Folha - São medidas que demorarão a ser implementadas aqui. Não se conseguiu regulamentar adequadamente nem mesmo o álcool.
James -
Vocês têm alguns dos melhores especialistas em saúde pública. São bons no programa de Aids e de drogas, no combate ao tabagismo. Agora precisam também ter um bom programa de alimentação e também de atividade física. Existe um programa maravilhoso desenvolvido aqui [o Agita São Paulo, que incentiva a realização de 30 minutos diários de exercícios físicos e é considerado modelo pela OMS]. Gostaria de ver mudanças em Brasília, por exemplo. Gostaria de ver uma dessas grandes avenidas transformada em calçada e ciclovia. Estive em São Paulo. As ruas da cidade são boas para os carros, mas não para as pessoas.

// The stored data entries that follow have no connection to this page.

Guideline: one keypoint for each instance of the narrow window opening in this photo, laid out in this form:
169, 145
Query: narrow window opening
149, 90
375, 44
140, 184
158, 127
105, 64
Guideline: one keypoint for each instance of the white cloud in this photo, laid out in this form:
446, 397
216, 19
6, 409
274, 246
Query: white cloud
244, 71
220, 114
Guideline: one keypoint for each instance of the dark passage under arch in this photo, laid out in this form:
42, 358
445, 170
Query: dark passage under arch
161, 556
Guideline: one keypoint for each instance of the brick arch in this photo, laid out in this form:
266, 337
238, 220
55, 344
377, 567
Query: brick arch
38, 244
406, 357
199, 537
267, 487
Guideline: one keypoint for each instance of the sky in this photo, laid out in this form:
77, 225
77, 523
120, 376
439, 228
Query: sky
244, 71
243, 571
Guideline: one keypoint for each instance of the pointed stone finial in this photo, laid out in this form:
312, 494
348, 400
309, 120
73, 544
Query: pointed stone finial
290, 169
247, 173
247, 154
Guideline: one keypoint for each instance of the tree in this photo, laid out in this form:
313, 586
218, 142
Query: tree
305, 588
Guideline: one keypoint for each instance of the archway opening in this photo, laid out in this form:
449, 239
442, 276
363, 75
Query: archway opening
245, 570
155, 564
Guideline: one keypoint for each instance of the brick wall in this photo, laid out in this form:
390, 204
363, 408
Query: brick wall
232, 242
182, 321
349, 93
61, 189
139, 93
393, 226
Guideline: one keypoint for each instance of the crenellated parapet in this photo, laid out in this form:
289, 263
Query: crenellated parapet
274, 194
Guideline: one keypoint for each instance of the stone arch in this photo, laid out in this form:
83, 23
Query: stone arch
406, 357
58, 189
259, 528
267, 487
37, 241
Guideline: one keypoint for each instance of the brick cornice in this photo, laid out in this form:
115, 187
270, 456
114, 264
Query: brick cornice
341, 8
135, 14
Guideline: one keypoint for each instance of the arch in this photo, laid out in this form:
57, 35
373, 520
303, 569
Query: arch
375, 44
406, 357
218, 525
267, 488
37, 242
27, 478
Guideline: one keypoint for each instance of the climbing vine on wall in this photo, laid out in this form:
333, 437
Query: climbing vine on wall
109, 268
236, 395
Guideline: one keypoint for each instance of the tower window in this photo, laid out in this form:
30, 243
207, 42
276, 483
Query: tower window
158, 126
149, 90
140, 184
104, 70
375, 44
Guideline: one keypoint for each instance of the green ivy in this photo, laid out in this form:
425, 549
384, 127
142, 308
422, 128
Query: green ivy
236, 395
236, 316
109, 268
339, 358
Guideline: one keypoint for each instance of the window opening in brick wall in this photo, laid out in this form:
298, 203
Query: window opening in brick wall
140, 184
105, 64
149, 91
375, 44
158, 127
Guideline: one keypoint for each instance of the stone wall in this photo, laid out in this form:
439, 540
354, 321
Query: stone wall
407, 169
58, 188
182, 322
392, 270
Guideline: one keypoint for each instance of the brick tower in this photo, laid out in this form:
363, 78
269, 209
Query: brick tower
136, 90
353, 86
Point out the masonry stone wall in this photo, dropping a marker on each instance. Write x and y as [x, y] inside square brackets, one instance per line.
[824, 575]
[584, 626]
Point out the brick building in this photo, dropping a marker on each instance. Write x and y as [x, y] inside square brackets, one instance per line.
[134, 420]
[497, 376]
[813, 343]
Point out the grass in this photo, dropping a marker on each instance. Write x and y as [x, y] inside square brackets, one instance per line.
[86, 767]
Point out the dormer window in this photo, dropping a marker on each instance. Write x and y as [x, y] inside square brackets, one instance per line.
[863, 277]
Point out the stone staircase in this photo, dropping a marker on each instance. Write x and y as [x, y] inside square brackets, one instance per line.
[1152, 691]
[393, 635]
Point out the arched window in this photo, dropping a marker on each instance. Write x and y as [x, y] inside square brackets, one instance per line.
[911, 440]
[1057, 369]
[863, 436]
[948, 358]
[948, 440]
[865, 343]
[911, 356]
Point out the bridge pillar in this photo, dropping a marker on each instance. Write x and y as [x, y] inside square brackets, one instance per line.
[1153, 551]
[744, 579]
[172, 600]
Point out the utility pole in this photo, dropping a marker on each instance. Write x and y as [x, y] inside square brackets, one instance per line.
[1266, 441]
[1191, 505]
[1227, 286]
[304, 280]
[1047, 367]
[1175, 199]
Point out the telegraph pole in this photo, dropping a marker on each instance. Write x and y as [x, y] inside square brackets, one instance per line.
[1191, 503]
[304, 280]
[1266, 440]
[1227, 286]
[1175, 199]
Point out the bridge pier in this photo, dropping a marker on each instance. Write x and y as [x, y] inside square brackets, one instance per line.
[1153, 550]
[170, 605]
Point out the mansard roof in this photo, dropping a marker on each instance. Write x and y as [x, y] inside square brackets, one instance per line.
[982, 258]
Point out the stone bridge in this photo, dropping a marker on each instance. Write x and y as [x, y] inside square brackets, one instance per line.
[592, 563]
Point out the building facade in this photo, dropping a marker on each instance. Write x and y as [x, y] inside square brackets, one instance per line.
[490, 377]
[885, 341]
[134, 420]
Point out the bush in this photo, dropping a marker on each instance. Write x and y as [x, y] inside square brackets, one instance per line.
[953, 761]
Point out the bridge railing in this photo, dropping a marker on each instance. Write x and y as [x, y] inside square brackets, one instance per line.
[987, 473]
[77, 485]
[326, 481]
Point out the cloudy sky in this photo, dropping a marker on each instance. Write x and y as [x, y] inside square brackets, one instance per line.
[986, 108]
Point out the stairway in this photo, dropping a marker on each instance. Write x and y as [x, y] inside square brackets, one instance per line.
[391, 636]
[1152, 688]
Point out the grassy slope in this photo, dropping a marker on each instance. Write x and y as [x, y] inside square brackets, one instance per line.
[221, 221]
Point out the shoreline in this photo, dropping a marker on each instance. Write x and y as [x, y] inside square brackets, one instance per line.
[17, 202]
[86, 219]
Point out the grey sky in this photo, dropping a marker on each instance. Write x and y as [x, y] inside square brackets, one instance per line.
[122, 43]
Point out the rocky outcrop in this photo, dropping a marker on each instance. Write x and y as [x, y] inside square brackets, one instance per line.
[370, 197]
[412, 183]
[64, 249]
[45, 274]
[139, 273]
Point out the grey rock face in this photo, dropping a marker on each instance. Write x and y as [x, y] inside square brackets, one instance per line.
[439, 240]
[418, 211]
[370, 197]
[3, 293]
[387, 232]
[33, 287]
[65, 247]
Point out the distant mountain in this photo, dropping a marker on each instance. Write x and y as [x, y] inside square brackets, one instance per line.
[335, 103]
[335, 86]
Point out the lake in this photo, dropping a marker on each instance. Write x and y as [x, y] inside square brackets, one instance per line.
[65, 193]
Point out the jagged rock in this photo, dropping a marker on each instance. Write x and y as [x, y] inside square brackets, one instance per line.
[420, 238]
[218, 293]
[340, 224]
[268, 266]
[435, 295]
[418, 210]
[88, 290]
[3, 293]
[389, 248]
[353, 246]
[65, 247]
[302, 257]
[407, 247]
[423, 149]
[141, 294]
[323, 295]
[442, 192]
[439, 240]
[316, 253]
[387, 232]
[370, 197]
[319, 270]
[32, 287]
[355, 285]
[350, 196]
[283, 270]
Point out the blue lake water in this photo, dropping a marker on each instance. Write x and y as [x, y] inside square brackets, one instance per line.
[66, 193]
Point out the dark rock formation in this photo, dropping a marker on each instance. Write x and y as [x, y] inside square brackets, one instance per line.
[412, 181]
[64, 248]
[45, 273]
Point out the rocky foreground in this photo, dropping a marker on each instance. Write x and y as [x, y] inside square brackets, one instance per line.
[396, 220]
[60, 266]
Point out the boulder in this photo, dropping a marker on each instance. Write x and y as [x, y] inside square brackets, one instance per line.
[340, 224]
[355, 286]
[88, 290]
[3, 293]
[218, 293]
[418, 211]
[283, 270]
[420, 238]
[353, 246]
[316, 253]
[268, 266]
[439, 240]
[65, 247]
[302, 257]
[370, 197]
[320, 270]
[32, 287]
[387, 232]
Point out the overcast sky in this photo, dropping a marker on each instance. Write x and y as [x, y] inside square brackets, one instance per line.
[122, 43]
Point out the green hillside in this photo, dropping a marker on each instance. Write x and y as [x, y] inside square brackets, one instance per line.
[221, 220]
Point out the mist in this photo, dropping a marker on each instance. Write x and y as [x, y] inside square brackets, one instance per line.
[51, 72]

Folha - As indústrias ainda vêem com reservas a possibilidade de fazer propaganda de produtos que fazem mal à saúde com responsabilidade social, ou seja, explicando os riscos.
James -
A indústria de alimentos faz tudo para vender a comida perigosa. As crianças são bombardeadas e manipuladas. É uma nova batalha. Eu gostaria que a indústria de alimentos investisse mais seus lucros em comida saudável. Mas elas ainda gastam cem vezes mais em comida perigosa.

Folha - No país, é comum tratar a obesidade com remédios alternativos, ervas, "poções mágicas". É a mesma coisa no resto do mundo?
James -
Na América Latina, esse problema é maior. Há médicos que fazem isso com pessoas pobres, que pensam que há uma mágica. Isso precisa ser regulamentado.
Por isso é necessária uma nova política para a obesidade. O Brasil deve dar o exemplo. O país é modelo para outros países e precisa mostrar o que deve ser feito.